Inaction is still a choice
Where a person recognises several options and deliberately refuses to act, doing nothing is one selected course among them.
Duties depend upon relationship and capacity
Parents, professionals, officials and witnesses may carry stronger duties than strangers because of their role, knowledge or ability to help.
Not every failure to help is equally blameworthy
People have limited time, money and power. Morality cannot require one person to prevent every harm in the world.
Low-cost prevention creates stronger duties
When serious harm can be prevented with little risk or sacrifice, refusing to help becomes more difficult to defend.
Inaction can support existing power
Silence may allow abuse, discrimination or corruption to continue, particularly when many people each assume someone else will act.

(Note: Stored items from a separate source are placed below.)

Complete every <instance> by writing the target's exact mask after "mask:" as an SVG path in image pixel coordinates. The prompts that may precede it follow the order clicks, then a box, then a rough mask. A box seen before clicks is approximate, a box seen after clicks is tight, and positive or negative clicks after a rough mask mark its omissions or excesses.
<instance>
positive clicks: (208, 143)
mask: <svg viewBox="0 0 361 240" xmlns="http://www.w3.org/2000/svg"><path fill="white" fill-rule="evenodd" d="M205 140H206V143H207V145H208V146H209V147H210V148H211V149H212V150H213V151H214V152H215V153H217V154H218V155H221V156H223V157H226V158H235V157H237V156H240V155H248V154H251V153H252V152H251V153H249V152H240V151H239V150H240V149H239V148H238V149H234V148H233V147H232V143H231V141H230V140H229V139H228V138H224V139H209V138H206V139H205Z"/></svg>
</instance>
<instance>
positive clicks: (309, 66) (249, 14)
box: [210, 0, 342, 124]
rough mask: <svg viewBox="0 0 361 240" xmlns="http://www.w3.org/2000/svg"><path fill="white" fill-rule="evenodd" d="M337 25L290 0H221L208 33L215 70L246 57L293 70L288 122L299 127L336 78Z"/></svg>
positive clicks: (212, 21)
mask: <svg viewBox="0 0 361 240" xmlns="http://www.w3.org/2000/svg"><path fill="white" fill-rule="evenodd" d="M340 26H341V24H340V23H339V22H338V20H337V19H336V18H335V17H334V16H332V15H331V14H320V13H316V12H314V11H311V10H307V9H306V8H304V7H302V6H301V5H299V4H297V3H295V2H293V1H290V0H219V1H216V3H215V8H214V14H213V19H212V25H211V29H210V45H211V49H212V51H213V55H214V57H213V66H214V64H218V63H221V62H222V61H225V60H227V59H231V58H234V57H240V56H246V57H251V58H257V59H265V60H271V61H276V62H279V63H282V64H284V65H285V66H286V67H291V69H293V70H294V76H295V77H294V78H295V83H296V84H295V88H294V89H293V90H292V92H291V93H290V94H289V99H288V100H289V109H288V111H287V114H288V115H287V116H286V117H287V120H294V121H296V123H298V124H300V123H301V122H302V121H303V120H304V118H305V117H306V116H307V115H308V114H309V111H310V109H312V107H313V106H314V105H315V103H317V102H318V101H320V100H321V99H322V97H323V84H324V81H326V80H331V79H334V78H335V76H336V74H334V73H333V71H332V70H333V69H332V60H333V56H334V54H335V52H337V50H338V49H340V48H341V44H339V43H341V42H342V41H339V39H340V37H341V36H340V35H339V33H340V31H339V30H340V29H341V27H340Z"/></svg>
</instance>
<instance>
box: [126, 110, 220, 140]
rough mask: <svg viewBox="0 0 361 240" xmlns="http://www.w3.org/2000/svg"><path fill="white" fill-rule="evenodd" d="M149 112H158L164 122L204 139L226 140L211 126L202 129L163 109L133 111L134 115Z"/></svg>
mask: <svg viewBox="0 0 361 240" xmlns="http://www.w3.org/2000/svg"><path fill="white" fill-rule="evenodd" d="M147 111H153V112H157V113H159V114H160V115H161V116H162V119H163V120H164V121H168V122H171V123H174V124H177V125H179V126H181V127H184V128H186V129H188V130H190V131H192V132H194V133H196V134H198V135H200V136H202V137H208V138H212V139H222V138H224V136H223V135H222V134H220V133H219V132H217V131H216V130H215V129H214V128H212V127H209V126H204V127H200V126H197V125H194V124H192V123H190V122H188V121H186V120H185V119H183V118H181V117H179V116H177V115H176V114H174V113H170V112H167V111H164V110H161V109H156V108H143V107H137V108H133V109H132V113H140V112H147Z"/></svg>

Intervention can also cause harm
Acting without knowledge, consent or competence can worsen a situation. Responsible action includes considering whether help will actually help.
Evidence notes
Evaluation should consider knowledge, capacity, role, cost, risk, foreseeability, available alternatives and whether intervention was likely to reduce harm.
Ethical questions
When does silence become complicity?
How much personal cost must be accepted to prevent serious harm?
Can poorly informed intervention be less moral than restraint?
Conclusion
Doing nothing can be a moral decision because inaction has foreseeable consequences. Responsibility depends upon what the person knew, what they could reasonably do and what risks action or inaction created.